In a lengthy post on X, Sun said the vote is structured to penalize opposition, warning that token holders who vote against the proposal could see their WLFI locked indefinitely. He also claimed he and other major holders were shut out of the process, alleging tokens representing about 4% of voting power under his control have been frozen.
Sun also questioned whether the vote carries real authority, arguing that protocol control resides with anonymous wallet addresses. He pointed to a multisignature arrangement capable of overriding outcomes, and a separate account with the ability to blacklist users. "This proposal is not governance," Sun wrote. "It is an exercise of power by the selected few who are carefully engineering a further power consolidation and property expropriation operation."
The dispute centers on WLFI's proposal to overhaul token lockups across the ecosystem. More than 62 billion WLFI tokens would shift to new terms featuring multiyear lockups and vesting schedules. Tokens held by insiders, including team members, advisors and partners, would be subject to a two-year lockup followed by a three-year gradual release, along with a 10% token burn for those who opt in. Early supporters would face slightly shorter vesting timelines and no burn. In total, up to 4.5 billion tokens could be permanently destroyed. Under the proposal, holders who do not accept the revised terms would remain locked indefinitely.
Sun was not the only critic. Moonrock Capital founder Simon Dedic said early investors had effectively been "rugged." "All the $WLFI early investors who thought they were sitting on solid profits just got rugged, by the Trump family themselves," Dedic wrote on X, adding that the move appeared to give the project another opportunity to extract value from investors.

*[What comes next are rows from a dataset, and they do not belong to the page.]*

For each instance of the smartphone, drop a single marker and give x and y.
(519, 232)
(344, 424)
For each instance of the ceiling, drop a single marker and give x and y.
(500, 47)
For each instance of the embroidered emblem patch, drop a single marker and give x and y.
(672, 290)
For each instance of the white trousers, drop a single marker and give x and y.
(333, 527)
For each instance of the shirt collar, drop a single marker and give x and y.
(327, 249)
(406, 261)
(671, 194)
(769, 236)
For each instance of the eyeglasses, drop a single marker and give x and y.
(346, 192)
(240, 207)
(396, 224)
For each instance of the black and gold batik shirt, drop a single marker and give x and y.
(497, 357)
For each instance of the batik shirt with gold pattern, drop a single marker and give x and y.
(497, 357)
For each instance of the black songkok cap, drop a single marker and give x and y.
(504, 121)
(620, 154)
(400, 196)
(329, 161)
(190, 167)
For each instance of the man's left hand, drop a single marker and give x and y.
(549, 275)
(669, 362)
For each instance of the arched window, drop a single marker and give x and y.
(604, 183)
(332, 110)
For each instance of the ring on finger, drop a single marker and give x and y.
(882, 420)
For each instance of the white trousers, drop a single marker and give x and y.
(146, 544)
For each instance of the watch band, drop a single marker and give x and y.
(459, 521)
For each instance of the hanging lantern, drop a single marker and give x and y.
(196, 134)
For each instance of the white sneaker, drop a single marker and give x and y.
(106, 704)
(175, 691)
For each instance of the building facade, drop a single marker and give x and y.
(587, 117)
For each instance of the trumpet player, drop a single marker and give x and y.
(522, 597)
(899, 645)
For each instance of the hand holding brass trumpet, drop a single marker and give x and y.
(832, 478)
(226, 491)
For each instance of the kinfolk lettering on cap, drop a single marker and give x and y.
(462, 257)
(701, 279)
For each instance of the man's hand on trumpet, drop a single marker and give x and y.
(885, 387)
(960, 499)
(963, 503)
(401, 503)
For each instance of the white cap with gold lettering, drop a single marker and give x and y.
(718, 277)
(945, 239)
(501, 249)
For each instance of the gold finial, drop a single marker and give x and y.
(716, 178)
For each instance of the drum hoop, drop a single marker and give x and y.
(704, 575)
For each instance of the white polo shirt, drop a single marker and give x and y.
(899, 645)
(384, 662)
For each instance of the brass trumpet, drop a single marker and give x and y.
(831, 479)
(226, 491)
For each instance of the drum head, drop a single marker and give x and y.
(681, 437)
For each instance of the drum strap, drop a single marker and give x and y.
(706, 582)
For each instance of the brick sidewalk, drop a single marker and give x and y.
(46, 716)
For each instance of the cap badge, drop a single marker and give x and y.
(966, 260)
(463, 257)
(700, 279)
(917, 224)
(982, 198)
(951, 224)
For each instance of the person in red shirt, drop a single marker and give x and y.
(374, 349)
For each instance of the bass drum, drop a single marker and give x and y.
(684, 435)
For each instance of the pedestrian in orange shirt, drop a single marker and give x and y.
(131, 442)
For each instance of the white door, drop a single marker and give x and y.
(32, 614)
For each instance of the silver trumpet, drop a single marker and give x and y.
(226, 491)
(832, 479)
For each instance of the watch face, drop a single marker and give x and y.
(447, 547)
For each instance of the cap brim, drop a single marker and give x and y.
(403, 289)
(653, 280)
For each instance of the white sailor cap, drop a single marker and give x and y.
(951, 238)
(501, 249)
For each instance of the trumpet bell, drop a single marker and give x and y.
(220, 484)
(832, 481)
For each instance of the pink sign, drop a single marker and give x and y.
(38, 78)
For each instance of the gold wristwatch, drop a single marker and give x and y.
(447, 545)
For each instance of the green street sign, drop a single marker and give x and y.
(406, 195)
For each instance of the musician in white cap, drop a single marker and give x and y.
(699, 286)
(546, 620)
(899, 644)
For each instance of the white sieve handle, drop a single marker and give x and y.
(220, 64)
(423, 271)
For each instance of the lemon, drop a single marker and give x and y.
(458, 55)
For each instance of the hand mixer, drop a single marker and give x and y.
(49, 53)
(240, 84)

He also alleged "blatant misconduct" with little attempt to hide it.
A World Liberty Financial spokesperson told CoinDesk the proposal "was designed to further align all the participants in the WLFI ecosystem for the long-run," and said it aims to "optimally ensure long-term participation in our ecosystem and help ensure healthy market supply."
The backlash is the latest chapter in a deteriorating relationship between Sun and the project. Earlier this week, WLFI threatened legal action, saying it had "contracts" and "evidence" after Sun accused the team of exploiting users through DeFi transactions.
The dispute has been building for months. In September, WLFI blacklisted a blockchain address linked to Sun that held about $107 million worth of its governance tokens at the time. The shift underscores how sharply ties have reversed since late 2024, when Sun was a prominent backer, investing $30 million in WLFI tokens and taking an advisory role.
Tensions sharpened after WLFI deposited 5 billion of its own tokens into lending protocol Dolomite, where one of its advisers is a co-founder, and borrowed roughly $75 million in stablecoins. The token dropped 12% to a record low the following day. Sun then accused the project of treating users as "personal ATMs," prompting the latest legal threats.